Therefore first method non-convergence problem occurred owing to used multilayer perceptron in adding concentrator marker (tagger).In order to overcome this intrinsic problem, we have developed a kind of minimum-maximum module (M 3) neural network (referring to list of references [4]).
List of references [4]: Lu, B.L. and Ito, M.:Task decomposition and modulecombination based on class relation; A modular neural network forpattern classification, IEEE Trans.Neual Networks, No. the 5th, the 10th volume, 1244-1256 page or leaf, 1999.
This network is the network that is used for large-scale, complicated problems are decomposed into a plurality of smaller comparatively speaking and more simple subproblems (referring to list of references [5]).
List of references [5]: Lu, B.L., Ma, Q., Isahara, H. and Ichikawa, M.:Efficient part-of-speech tagging with a min-max module neuralnetwork model, to appear in Applied Intelligence, 2001.
As second kind of method that in collected works, detects mistake, can adopt the POS error-detecting method.The invention provides a kind of error-detecting method, next will describe this method that how to realize in detail as this method.
Owing to often is indefinite, so must be with reference to context to these words make an explanation (sign) with regard to the POS word.No matter this adopts automatic or manual method, and this sign work all can comprise mistake usually.
In artificial sign collected works POS, mainly contain following three types mistake: easy bugs (for example, POS " Verb " is input as " Varb "); Inaccurate knowledge mistake (for example, word " fly " often is identified as " verb "); And inconsistent mistake (for example " like " in sentence " Time flies like an arrow " by correct being designated " preposition ", and be identified as " verb " at sentence " The one like him is welcome ").
Easy bugs just can be detected easily by the reference dictionary.On the one hand, adopt automatic method may detect inaccurate knowledge mistake hardly.If with the word of correct POS sign be construed to be a classification problem or one based on context POS I/O word mapping problems, then this inconsistent mistake can be regarded as the set that an identical input/difference is exported (class) data.Therefore, the maximum-minimum module nerual network technique that can adopt the present invention to propose is handled this mistake.
This M 3Network is made of the module that is used for handling very simple minor issue.These modules can or not use the multilayer perceptron of hidden unit to constitute by very simple few use.
This just means in this module can not relate to non-convergence problem substantially.In other words, module convergence only, otherwise just think that this module of carrying out data study includes the mistake of inconsistent (contradiction) type.
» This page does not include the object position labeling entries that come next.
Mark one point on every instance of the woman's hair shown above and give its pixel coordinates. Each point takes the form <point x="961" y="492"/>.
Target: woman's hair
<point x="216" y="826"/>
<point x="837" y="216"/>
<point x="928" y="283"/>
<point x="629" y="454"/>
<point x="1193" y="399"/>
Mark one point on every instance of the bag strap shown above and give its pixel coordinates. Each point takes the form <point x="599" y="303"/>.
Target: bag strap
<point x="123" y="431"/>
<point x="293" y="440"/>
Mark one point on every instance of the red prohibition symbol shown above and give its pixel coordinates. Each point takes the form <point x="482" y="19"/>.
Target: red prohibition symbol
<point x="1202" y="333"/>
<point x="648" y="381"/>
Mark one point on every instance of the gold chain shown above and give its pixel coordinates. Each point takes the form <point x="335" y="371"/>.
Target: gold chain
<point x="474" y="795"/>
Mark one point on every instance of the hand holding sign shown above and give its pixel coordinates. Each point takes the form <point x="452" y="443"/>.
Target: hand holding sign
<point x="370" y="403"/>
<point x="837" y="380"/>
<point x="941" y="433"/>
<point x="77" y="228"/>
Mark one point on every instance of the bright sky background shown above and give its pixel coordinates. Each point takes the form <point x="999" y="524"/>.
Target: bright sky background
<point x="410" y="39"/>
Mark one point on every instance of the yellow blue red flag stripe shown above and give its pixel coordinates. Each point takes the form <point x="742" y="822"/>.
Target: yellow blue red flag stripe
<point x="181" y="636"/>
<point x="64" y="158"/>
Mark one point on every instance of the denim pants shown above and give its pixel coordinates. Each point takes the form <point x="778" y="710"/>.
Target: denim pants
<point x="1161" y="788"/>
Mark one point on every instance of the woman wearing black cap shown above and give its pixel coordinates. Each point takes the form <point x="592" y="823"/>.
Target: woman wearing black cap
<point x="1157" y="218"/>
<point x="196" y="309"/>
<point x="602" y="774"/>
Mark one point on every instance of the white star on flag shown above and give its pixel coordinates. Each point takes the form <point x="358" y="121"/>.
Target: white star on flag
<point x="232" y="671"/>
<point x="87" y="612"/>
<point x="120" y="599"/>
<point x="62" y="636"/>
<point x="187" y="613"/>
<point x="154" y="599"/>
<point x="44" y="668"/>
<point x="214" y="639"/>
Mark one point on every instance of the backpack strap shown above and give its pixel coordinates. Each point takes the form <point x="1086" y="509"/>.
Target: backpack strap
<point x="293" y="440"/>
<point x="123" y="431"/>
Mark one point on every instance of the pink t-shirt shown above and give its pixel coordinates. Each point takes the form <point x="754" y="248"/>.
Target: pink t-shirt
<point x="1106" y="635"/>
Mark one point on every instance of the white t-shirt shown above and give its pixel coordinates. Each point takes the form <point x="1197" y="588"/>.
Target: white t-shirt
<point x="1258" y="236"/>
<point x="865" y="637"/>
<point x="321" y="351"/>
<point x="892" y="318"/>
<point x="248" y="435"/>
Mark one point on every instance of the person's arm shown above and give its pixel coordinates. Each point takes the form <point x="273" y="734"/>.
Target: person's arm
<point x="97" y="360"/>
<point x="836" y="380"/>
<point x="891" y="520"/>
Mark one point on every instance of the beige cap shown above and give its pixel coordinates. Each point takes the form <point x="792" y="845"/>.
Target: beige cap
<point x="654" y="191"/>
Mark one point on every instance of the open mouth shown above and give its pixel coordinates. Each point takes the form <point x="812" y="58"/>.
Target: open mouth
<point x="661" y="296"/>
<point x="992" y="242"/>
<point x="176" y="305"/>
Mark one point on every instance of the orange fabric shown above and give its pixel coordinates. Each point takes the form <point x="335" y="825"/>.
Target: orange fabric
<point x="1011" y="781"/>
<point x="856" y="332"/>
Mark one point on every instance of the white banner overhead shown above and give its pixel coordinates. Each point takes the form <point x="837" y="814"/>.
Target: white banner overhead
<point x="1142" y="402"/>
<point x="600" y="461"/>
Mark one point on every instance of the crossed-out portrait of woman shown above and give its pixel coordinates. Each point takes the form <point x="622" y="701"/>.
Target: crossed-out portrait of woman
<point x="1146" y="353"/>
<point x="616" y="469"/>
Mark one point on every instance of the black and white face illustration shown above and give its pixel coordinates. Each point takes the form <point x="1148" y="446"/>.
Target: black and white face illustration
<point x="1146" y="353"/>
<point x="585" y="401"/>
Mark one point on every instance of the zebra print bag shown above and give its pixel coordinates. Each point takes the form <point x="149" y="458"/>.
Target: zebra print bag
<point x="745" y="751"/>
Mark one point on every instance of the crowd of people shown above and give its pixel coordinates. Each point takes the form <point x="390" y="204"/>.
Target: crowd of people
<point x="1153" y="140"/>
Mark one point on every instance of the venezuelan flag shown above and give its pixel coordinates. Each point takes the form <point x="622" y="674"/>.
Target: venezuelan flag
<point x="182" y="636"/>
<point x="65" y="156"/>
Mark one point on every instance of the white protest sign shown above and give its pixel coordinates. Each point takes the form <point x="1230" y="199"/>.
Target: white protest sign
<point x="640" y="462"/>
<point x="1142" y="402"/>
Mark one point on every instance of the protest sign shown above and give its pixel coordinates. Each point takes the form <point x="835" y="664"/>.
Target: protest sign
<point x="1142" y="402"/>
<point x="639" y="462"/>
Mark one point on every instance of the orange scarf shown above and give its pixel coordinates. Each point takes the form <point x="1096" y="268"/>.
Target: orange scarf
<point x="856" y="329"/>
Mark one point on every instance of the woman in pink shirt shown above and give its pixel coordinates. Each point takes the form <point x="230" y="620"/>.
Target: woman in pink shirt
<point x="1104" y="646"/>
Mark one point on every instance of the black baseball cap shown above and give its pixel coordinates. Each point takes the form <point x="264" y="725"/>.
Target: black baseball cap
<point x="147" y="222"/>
Therefore, while detect when learning, perhaps non-convergence data extract is come out, when determining the inconsistent data in the learning object data acquisition, the mistake in this collected works that sign arranged is can be by online detected.When using the high-quality collected works, the quantity of non-convergence module is more limited than the quantity of convergence module, and the data acquisition (group) that each module is learnt is very little.As a result, this online error-detecting method has very big benefit, especially for large-scale collected works.
By using this online error-detecting method, only need between the learning period, to carry out simple manually-operated and just can improve the collected works quality greatly, and the new data after the correction can be used for training other non-convergence module again.
M 3The main points of network comprise: adopted the technology that large-scale, complicated K-class PROBLEM DECOMPOSITION is become a plurality of simpler, littler comparatively speaking subproblems, module solves this subproblem wherein by using separately independently, and has adopted these module combinations at one so that the technology of final solution is provided.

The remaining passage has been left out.